A total playing area of 34×64 is recommended for each court. One-fourth of a standard tennis court is 30×60 which is the minimum recommendation (34×64 preferred). If a compromise on the size must be made, the width is more important than the length.
The perimeter fencing is typically 10 feet high, the same as a tennis court. That works out well most of the time. At that height, a ball might still occasionally go over the fence. On a wider pad, you can get away with a lower fence.
Low fences between the courts are recommended. Without fences or some other barrier, stray balls can interrupt play and be a potential safety hazard. A 4-foot fence usually works well. Padding on the top rail of a 4-foot fence is recommended.
How Much Will it Cost?
You are probably looking at a range of about $10K per court to $50K per court depending on a lot of variables as described below. It can be done for much less with volunteer labor.
The techniques used for building pickleball courts are identical to the techniques used for tennis courts. Your best bet is to get quotes from local tennis court contractors.
Some of the variables that can affect your costs are listed below. It helps a lot if you just “go bare.” In other words, trim it down to the bare essentials and eliminate some of the extra-cost, optional items.
- One of the biggest local variables is site preparation, grading, and drainage. Certain types of unstable soils require additional preparation. Almost every court installed in our area has run into delays from the city and county because of drainage problems or reviews. You can’t make any changes to a site without dealing with drainage and sometimes that gets expensive. The extent of local bureaucracy can be a big factor. Do they require the expense of drainage studies?
- Type of surface… concrete or asphalt. In our area, post-tensioned concrete is the preferred choice. Asphalt is less expensive, but can present higher maintenance costs, more cracking, and low spots.
- Are there existing trees or other landscaping to deal with?
- Is there an existing sprinkler system that needs to be reworked?
- What type of landscaping, if any, is planned?
- Will there be perimeter fencing?

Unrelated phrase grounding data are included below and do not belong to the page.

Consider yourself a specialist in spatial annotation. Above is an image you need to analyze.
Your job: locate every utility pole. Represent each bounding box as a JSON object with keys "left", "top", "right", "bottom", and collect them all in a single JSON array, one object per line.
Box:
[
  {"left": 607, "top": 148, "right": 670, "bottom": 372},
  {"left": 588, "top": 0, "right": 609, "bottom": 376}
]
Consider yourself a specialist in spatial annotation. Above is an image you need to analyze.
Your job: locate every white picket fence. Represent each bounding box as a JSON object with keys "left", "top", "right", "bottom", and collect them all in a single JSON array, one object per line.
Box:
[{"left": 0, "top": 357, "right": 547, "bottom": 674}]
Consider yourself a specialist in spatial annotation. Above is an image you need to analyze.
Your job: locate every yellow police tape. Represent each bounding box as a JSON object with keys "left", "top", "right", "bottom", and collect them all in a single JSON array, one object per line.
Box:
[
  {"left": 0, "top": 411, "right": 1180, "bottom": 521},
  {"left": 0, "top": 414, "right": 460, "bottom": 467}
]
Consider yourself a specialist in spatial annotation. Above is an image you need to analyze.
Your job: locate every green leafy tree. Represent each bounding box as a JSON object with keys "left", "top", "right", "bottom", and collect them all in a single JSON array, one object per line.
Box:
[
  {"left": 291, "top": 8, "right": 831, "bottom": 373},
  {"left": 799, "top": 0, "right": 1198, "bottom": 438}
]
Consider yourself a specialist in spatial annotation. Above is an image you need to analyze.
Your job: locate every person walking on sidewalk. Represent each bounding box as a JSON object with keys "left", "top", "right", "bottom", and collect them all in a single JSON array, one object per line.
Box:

How high? Will it include windscreen?
- Will there be court separation fencing?
- Are there access considerations during construction?
- What are the access consideration considerations for players and spectators? Will there be walkways to and around the courts?
- Will there be spectator seating and seating for waiting players?
- Will compromises be made on the size of the pad?
- Do you require lighting? We have found that evening play is almost as popular as play during the day, especially during the hot months. Lighting can be expensive.
- Do you plan on shade for spectators and players?
- Are there architectural, zoning, or CC&R restrictions?
- Are there easements for water, electric, or gas lines? Are there setback requirements?
- Will there be water for water fountains or hose bibs for cleaning the courts?
- Is electricity needed for lights or court-cleaning equipment? If plumbing and electrical are not in the area, the cost of getting it there can exceed the basic cost of the court.
- Will proximity to local residences require walls or landscaping for sound attenuation or visual separation?
Example of Costs and Difficulties
One example of costs on the high end is the city of Surprise, AZ. They had projected a total cost $640,000 for 12 courts including lighting and most of the stuff above. Cost was also inflated when a tennis player on the city council insisted on a sound wall between the courts and the local tennis center. The entire project got scrapped when the economy turned sour and the city experienced a budget crunch.
It can be done for a whole lot less if you don’t have too much local bureaucracy and you keep the requirements to a minimum. Construction costs can also vary with local wage rates and the extent to which the contractors are hungry.